# Canning Venison



## MossyMO (Feb 12, 2004)

My wife and I are looking for a good, tried and true recipe for canning venison. Hoping a Nodak Outdoors member may have a good one. Thanks in advance !!!


----------



## waterwolf (Oct 15, 2003)

> My wife and I are looking for a good, tried and true recipe for canning venison.

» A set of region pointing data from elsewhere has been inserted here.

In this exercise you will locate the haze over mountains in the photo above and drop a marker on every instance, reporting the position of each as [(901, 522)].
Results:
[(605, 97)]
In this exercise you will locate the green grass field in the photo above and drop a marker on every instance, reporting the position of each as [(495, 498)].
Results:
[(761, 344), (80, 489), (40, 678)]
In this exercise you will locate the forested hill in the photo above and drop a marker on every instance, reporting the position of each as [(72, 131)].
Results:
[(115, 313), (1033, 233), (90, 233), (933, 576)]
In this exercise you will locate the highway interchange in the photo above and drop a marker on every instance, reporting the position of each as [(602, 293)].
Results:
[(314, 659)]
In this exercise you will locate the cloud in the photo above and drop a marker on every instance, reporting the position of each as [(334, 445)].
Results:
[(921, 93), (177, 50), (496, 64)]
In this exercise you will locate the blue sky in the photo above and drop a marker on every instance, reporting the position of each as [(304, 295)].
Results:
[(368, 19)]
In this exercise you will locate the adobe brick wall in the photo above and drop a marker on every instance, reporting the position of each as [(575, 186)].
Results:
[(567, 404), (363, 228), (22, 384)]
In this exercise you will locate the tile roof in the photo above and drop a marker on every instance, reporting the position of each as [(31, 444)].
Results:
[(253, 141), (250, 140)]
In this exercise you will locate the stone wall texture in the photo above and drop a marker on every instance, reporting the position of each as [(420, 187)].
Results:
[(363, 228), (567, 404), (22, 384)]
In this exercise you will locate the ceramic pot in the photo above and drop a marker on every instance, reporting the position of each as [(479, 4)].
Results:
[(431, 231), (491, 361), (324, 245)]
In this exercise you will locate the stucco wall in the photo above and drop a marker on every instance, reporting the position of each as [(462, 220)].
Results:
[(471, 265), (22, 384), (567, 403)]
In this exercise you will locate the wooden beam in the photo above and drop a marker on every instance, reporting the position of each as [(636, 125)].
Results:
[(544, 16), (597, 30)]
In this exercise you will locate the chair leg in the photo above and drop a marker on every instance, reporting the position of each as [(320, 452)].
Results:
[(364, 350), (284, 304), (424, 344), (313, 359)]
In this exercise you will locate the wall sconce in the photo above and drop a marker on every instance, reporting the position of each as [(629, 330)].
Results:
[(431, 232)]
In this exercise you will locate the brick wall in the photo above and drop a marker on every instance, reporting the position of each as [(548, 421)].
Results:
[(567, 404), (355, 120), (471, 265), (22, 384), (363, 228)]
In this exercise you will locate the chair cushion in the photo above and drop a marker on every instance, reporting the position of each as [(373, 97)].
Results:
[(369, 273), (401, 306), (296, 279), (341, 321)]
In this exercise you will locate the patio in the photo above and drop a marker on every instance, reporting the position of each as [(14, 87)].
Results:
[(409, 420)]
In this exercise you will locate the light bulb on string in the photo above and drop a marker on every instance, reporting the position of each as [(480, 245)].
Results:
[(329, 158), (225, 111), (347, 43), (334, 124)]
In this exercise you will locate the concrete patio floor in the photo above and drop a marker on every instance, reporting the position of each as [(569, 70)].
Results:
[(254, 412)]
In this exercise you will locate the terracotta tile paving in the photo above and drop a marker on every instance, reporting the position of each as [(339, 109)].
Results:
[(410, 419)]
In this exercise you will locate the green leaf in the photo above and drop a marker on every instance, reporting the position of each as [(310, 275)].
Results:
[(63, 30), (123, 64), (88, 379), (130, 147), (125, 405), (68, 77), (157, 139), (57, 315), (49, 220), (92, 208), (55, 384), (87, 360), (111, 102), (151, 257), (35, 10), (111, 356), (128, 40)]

I use the same for both goose and venison.
Cube the meat.
add two slices of Jalepeno and one clove of garlic to jar and one small cube of beef boulion.
fill jar almost to the top with meat then cover meat with water.
pressure cook away.

I hope you like it.


----------



## tigerdog (Jan 24, 2008)

I just got a pressure canner/cooker about two weeks ago. Although I didn't get it for the purpose of canning game, I will likely give it a try on some. 
I've never had canned game. What do you do with it? (I'm guessing it's used in soups and stews.) How does the taste and texture compare with meat that is frozen and then cooked?


----------



## Kelly Hannan (Jan 9, 2007)

I put about 3 beef cubes, and pack the jar about 3/4 full. Put lid and ring on and set in canner, do not allow jars to touch, fill with water to top of jar ring. Cook at 15# for 1 hour. Allow canner to completely cool before removing lid. I have added a couple strips of bacon, slice of onion.

I open jar, heat on stove and spoon over noodles, mashed potatoes, or bread. Hmmm, Hmm Good.


----------